God is not aloof or uncaring. God has not abandoned His creation or you. He has always been involved in flesh-and-blood history, working out His plan of salvation for all people who need the rescue from sin and death. But He does not act according to our ways or thoughts. He is the God who takes a mere broken-off sprig from the top of a cedar tree to start with. He plants it in an unlikely place, on a mountain top. And can you believe it? It grows into something huge, lofty, splendid, fruitful, and protective. This is God’s work, God’s doing, and it is marvelous in our eyes (Ps 118:23).

So, what exactly is God doing? First, Isaiah promised, “There shall come forth a shoot from the stump of Jesse, and a branch from his roots shall bear fruit.And the Spirit of the Lord shall rest upon him, the Spirit of wisdom and understanding, the Spirit of counsel and might, the Spirit of knowledge and the fear of the Lord” (Is. 11:1–2 ESV). Then Jeremiah spoke the word of the Lord, “Behold, the days are coming, declares the Lord, when I will raise up for David a righteous Branch, and he shall reign as king and deal wisely, and shall execute justice and righteousness in the land.In his days Judah will be saved, and Israel will dwell securely. And this is the name by which he will be called: ‘The LORD is our righteousness’” (Jer. 23:5–6 ESV).

We have here in the text of Ezekiel a vivid, poetic expression of the salvation that God provides through the lowliness of His incarnate Son, Jesus Christ. Jesus is the sprig from the top of the cedar. He is the shoot of Jesse, David’s righteous Branch. Jesus, true God, humbled Himself by taking on human flesh and blood in history, becoming obedient unto death, even death on a cross. He is the Suffering Servant of Isaiah 53, “For he grew up before him like a young plant, and like a root out of dry ground; he had no form or majesty that we should look at him, and no beauty that we should desire him.He was despised and rejected by men” (Is. 53:2–3 ESV).

Consider the imagery that Ezekiel gives us that helps us to visualize God’s plan of salvation coming together in the saving life, death, and resurrection of Jesus. The Savior, Jesus, the top part of the high cedar, was planted on a mountain, Calvary; nailed to a tree, the cross; to bear humanity’s sins as His own, to suffer death and hell in the place of all people, so that everyone might receive from His holy, precious blood complete forgiveness and everlasting life. Like a tree sprig grows, bears fruit, and shelters the birds, Jesus the Son of God took on human flesh incarnate by the Holy Spirit of the Virgin Mary. He was born as a helpless infant and grew in favor with God and people. Hanging on a cross, forsaken by God the Father, Jesus shed His blood in order to bear fruit. He was lifted up, drawing all people to Himself in order to bestow on them the forgiveness of their sins and eternal life by grace through faith. All who believe and trust in Him as their Savior abide in the shade of the tree of the cross and the empty tomb. Jesus lives and is now exalted. He is like a majestic cedar in which we, like birds in the branches of a large tree, can find comfort, peace, and rest because of the forgiveness of sins He won for us and has given to us through the Gospel.

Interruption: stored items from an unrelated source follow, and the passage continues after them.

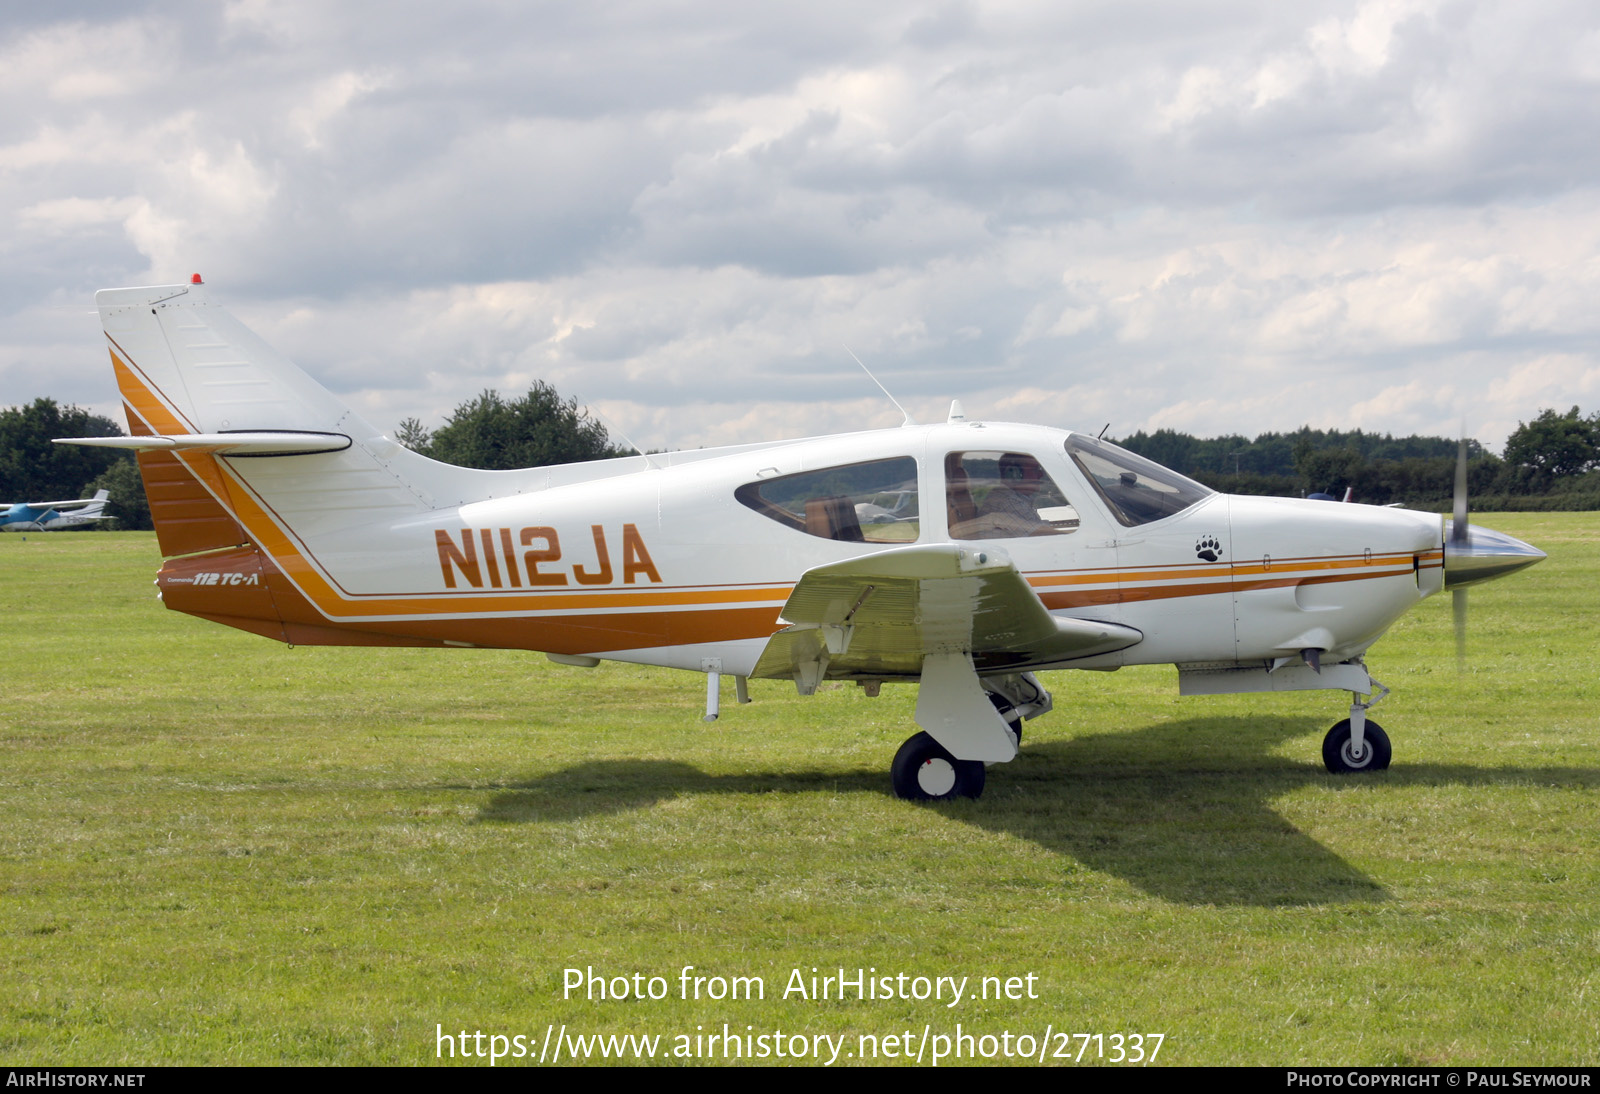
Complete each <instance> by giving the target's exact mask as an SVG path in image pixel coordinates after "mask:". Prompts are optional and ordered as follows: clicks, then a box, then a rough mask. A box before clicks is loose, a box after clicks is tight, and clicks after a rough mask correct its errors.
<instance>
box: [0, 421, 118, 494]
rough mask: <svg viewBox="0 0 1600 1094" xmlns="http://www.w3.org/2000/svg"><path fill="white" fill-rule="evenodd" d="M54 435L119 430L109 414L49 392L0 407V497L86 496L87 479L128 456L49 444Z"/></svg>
mask: <svg viewBox="0 0 1600 1094" xmlns="http://www.w3.org/2000/svg"><path fill="white" fill-rule="evenodd" d="M56 437H122V430H120V429H117V422H114V421H110V419H109V417H102V416H99V414H91V413H88V411H86V409H82V408H77V406H66V408H62V406H58V405H56V400H53V398H35V400H34V401H32V405H29V406H6V408H5V409H0V501H5V502H27V501H54V499H58V497H88V494H85V493H83V491H85V488H86V485H88V483H93V481H94V480H96V478H98V477H101V475H102V473H106V472H107V470H109V469H110V467H112V465H114V464H118V462H125V464H126V462H131V456H130V454H128V453H125V451H117V449H110V448H83V446H80V445H53V443H51V440H53V438H56Z"/></svg>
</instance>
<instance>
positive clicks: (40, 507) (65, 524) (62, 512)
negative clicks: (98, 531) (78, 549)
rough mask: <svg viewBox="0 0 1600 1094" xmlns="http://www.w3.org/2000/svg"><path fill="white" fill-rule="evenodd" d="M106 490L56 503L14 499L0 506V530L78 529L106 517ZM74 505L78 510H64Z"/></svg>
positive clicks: (98, 490) (106, 518)
mask: <svg viewBox="0 0 1600 1094" xmlns="http://www.w3.org/2000/svg"><path fill="white" fill-rule="evenodd" d="M109 497H110V491H109V489H96V491H94V496H93V497H75V499H72V501H59V502H14V504H11V505H0V529H5V531H61V529H62V528H82V526H83V525H93V523H94V521H96V520H110V513H107V512H106V499H109ZM67 505H78V509H67Z"/></svg>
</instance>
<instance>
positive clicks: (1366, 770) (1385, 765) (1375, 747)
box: [1322, 718, 1394, 774]
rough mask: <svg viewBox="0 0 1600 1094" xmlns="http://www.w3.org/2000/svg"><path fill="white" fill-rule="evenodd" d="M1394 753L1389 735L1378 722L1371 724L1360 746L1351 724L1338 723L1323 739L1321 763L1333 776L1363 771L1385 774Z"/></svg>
mask: <svg viewBox="0 0 1600 1094" xmlns="http://www.w3.org/2000/svg"><path fill="white" fill-rule="evenodd" d="M1390 755H1394V750H1392V749H1390V747H1389V734H1387V733H1384V728H1382V726H1379V725H1378V723H1376V721H1368V723H1366V729H1365V733H1363V734H1362V741H1360V742H1357V741H1355V739H1354V734H1352V733H1350V720H1349V718H1346V720H1344V721H1341V723H1338V725H1336V726H1334V728H1333V729H1330V731H1328V736H1326V737H1323V739H1322V763H1323V766H1326V768H1328V771H1330V773H1331V774H1357V773H1360V771H1386V769H1387V768H1389V758H1390Z"/></svg>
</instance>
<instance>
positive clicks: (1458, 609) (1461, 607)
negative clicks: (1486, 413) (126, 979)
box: [1445, 432, 1546, 669]
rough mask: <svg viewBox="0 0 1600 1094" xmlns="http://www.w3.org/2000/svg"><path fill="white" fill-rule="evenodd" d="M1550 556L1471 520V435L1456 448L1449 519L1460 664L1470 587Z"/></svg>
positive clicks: (1457, 655)
mask: <svg viewBox="0 0 1600 1094" xmlns="http://www.w3.org/2000/svg"><path fill="white" fill-rule="evenodd" d="M1542 558H1546V553H1544V552H1542V550H1539V549H1538V547H1531V545H1530V544H1525V542H1522V541H1520V539H1515V537H1514V536H1507V534H1506V533H1498V531H1493V529H1490V528H1478V526H1477V525H1470V523H1467V438H1466V432H1462V437H1461V446H1459V448H1458V449H1456V494H1454V504H1453V505H1451V513H1450V520H1446V521H1445V589H1450V590H1451V593H1450V595H1451V605H1450V609H1451V616H1453V617H1454V624H1456V667H1458V669H1461V667H1462V665H1464V664H1466V659H1467V587H1469V585H1477V584H1482V582H1485V581H1494V579H1496V577H1504V576H1506V574H1514V573H1517V571H1518V569H1526V568H1528V566H1531V565H1534V563H1536V561H1541V560H1542Z"/></svg>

This is God’s plan of salvation. He Himself accomplished this plan for you through the person and work of His Son, Jesus Christ. You, dear friend, are forgiven. Eternal life is yours as the Savior’s free gift to you through faith. What’s more, Jesus Christ is with you always, just as He promised, through the power and grace of God the Holy Spirit. When earthly justice isn’t given, when your life doesn’t go the way that you had planned, or when you don’t get the answer to your prayers that you wanted, know that you are still under the care and protection of the God who is intimately involved in history, in your history and life. His ways are not your ways. His plans are not your plans. His are better. His are wiser. And they are all being worked out for you according to the riches of God’s grace for you in Christ Jesus. The Lord has promised. He has spoken His promises to you through the Word, Jesus Christ. He will surely do it. The grace of our Lord Jesus Christ be with you all. Amen.